General information of criminal matters

Arraignment

The first step in the judicial process for criminal matters is an arraignment. At the arraignment, you will be notified of the charge(s) brought against you, the location at which they are alleged to have occurred, and the date and time at which the crimes are alleged to have occurred. You may enter a plea of guilty, not guilty or no contest at this time. You are not required to enter a plea at this time.

You may request appointment of an attorney to represent you. An attorney will only be appointed to assist you if you cannot afford one and if you can be jailed if you are convicted of the crime(s) charged. If an attorney is not appointed, you must hire your own attorney or represent yourself.

If an attorney is appointed, you may be required to repay some or all of the cost of the attorney at the conclusion of your case. If you believe you will qualify for a court appointed attorney and would like to ask the Court to appoint one to you, you must ask the Judge to determine if you qualify for the services of the public defender, this will be done at arraignment.

If you plead not guilty, your case will be set for a pretrial conference. If you plead guilty or no contest, you may be sentenced immediately or you can ask the court to delay sentencing for at least two days. If you plead guilty or no contest, you will be giving up important Constitutional rights.

Pretrial Conference
At a pretrial conference, you will have a chance to meet with the prosecution to see if you can reach a resolution of the case.

If you reach a resolution, that will be presented to the court. If you do not reach a resolution, the case will be set for a bench or jury trial.

Trial Procedures
In a bench trial, the Court will hear the evidence presented by both sides, then decide whether you are guilty or not guilty. In a jury trial, a panel of four jurors will hear the case, then they will decide if you are guilty or not guilty. You only have a right to a jury trial if you can be jailed if found guilty. Usually, traffic offenses are not eligible to be heard by juries. Non-lawyers who desire a jury trial are encouraged to 1) get an attorney or 2) study the applicable rules, laws and codes governing jury trials. You can jeopardize your rights or liberty if you do not follow the rules.

Since the prosecution has the burden of proof to prove their case beyond a reasonable doubt, they have the first opportunity to speak to the court. This is called an opening statement. After the prosecution has made its opening statement, the defense has the option to make their opening statement or wait until the beginning of their turn to present evidence & witnesses.

The opening statement is an opportunity to briefly describe the types of evidence and what you hope the evidence will mean to the Court or the jury. Neither side is required to make an opening statement.

After the opening statements, the prosecution presents its "case-in-chief." The prosecutor will offer evidence to prove that a crime was committed and that you committed the crime. After the prosecution is done, you will have the opportunity to present your side of the story. Either side may present testimony by witnesses or submit documents, subject to the Utah Rules of Evidence and the Utah Rules of Criminal Procedure.

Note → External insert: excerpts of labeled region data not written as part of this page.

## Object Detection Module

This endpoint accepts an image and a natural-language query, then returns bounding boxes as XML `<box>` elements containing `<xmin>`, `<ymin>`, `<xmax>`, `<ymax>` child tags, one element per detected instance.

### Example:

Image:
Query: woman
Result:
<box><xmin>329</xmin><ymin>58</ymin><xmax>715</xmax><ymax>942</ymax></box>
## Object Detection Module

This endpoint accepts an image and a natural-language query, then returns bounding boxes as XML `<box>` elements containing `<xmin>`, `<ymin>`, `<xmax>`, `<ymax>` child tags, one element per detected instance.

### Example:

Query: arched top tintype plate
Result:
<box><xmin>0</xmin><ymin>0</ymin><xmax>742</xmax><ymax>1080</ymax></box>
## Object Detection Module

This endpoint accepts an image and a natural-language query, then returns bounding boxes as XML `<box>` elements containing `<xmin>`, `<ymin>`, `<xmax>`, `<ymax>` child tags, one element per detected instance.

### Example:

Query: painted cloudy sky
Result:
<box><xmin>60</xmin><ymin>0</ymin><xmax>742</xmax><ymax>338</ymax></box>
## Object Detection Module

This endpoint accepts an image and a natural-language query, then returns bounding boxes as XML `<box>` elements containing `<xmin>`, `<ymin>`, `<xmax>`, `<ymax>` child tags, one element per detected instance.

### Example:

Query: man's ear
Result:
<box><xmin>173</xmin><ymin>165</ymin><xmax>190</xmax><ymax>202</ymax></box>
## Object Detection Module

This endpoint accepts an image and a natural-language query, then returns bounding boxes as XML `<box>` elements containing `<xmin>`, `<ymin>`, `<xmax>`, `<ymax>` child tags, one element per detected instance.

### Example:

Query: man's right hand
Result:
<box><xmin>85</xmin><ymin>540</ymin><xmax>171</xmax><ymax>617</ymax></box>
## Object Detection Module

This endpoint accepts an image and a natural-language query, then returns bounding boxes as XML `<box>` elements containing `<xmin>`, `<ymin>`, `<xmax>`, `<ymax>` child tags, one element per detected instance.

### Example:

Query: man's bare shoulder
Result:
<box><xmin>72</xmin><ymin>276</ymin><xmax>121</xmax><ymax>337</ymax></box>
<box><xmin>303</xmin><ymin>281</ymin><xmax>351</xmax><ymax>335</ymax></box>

After you finish presenting your side of the story, then both sides will have the opportunity to rebut the other side. This is done be presenting additional testimony or evidence. Again, the prosecutor goes first, then you will have a chance to speak. After each side is done, closing arguments are made.

During closing arguments, each side will have the opportunity to tell the Court why they are right. The prosecution gets to speak first, then you will get to argue your case, followed by a final argument by the prosecution. The case is then submitted to the Court or jury for a determination as to guilt. If you are found not guilty, then you are free to go and the proceedings will end.

If you are found guilty, then you can ask the court to delay your sentencing for at least two days but not longer than 45 days. In most cases, you may waive this right and hear your sentence immediately. The Court may order that you report for a pre-sentence evaluation. If the Court so orders, then you will be instructed to report to an agency. It is important that you follow the instructions given to you as your failure to comply with the Court's order may result in a warrant being issued for your arrest.